By Norman S. Newmark, JD, LLM
Under a proposed Nevada law, patients and their health care attorneys-in-fact will no longer have control over whether to continue patient life support, if doctors deem such treatment “not effective” or against medical standards. A copy of the bill can be found at https://www.leg.state.nv.us/App/NELIS/REL/80th2019/Bill/6331/Text.
The bill, if enacted into law, may effectively abrogate the patient’s desires as set forth in a living will, health care power of attorney or similar instrument. In short, what doctors determine to be ineffective may not comport with the patient’s written instructions or the directives of the health care attorney. For example, a living will may specify that the condition giving rise to a diagnosis of terminal illness or persistent vegetative state must persist for a period of a month, in case the patient miraculously recovers as happens from time to time. Under the Nevada bill, doctors could terminate life support even if the month has not lapsed.

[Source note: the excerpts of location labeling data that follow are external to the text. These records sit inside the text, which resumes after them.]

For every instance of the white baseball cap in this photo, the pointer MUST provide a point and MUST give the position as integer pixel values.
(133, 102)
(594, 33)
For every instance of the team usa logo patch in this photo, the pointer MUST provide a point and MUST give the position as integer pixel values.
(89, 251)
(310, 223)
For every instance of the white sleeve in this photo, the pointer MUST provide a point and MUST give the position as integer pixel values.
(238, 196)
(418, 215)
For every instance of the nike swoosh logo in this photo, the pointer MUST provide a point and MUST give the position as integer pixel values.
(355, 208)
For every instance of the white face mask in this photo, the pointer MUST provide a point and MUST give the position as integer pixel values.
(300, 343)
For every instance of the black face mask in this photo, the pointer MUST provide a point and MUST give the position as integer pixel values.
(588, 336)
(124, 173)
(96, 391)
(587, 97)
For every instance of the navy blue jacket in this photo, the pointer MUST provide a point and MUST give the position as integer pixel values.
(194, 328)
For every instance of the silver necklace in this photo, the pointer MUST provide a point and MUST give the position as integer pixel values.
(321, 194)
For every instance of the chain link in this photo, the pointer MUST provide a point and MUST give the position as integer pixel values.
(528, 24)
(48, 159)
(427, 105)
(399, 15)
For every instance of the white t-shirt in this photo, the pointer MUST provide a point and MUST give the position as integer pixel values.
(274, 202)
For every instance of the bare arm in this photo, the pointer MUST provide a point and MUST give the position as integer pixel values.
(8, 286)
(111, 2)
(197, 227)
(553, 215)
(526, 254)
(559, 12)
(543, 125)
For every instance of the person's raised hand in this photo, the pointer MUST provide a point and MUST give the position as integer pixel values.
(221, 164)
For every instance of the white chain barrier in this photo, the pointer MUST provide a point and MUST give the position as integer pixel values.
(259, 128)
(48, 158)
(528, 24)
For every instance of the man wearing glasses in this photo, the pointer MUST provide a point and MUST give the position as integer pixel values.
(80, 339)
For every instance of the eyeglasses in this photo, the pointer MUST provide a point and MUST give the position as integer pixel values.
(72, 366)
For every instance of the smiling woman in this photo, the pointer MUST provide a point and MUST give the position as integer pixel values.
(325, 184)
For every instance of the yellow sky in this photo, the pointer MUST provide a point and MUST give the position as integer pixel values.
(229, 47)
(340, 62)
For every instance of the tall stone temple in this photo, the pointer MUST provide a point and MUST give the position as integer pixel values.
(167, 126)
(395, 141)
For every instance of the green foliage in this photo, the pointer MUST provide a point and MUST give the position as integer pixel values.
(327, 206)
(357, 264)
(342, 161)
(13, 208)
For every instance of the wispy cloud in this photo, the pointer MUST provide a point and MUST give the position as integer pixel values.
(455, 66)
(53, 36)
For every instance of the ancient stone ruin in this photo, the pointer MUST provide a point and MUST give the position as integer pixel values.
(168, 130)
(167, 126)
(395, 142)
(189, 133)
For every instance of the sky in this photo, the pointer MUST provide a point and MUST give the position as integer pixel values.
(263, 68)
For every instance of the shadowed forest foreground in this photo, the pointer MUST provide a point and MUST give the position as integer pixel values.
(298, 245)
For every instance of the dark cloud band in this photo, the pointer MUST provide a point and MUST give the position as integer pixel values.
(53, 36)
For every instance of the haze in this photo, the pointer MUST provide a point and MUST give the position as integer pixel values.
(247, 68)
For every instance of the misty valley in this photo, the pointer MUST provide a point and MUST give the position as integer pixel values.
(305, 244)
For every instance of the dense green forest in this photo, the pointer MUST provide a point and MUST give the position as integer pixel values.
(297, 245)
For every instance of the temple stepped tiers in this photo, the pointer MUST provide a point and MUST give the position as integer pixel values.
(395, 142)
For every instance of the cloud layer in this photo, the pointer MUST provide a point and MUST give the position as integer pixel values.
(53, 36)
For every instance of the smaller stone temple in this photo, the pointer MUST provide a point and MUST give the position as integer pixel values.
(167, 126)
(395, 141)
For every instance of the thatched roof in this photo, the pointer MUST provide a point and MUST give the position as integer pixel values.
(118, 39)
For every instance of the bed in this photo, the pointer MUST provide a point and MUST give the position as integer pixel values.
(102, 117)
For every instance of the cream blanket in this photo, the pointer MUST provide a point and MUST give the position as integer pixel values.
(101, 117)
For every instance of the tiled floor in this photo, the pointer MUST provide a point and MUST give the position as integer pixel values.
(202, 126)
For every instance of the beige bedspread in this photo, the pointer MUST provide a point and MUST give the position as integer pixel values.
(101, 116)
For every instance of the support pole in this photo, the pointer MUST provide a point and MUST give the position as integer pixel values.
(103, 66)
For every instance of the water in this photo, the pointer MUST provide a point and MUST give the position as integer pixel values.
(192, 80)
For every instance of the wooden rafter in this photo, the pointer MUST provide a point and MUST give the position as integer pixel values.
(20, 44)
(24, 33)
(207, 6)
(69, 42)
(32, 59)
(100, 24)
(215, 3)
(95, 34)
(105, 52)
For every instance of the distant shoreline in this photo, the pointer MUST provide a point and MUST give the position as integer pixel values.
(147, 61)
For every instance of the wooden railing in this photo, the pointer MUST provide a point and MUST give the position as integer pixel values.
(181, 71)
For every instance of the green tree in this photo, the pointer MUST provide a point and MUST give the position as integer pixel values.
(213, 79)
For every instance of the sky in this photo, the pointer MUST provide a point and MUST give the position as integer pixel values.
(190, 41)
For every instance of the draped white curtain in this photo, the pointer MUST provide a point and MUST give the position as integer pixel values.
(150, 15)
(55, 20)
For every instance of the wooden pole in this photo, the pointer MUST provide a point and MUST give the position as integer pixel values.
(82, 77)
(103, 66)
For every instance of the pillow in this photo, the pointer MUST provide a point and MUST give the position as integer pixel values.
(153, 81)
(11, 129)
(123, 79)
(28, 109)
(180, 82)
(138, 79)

It is possible similar laws will be enacted in other states. As such, it is important to periodically review and update your living will and health care power of attorney instruments. Changes might include, as examples: (1) your specific wishes as to the length of desired care (or termination of care) after a diagnosis of life threatening illness/injury or persistent vegetative state, or instructions for second and third opinions, (2) giving authority to your attorney-in-fact to expend funds from your trust to move you to a more appropriate facility, or to engage in litigation on your behalf, or (3) designating an individual to serve as attorney-in-fact who is able and willing to carry out your wishes, even as against the life termination decisions of your doctors.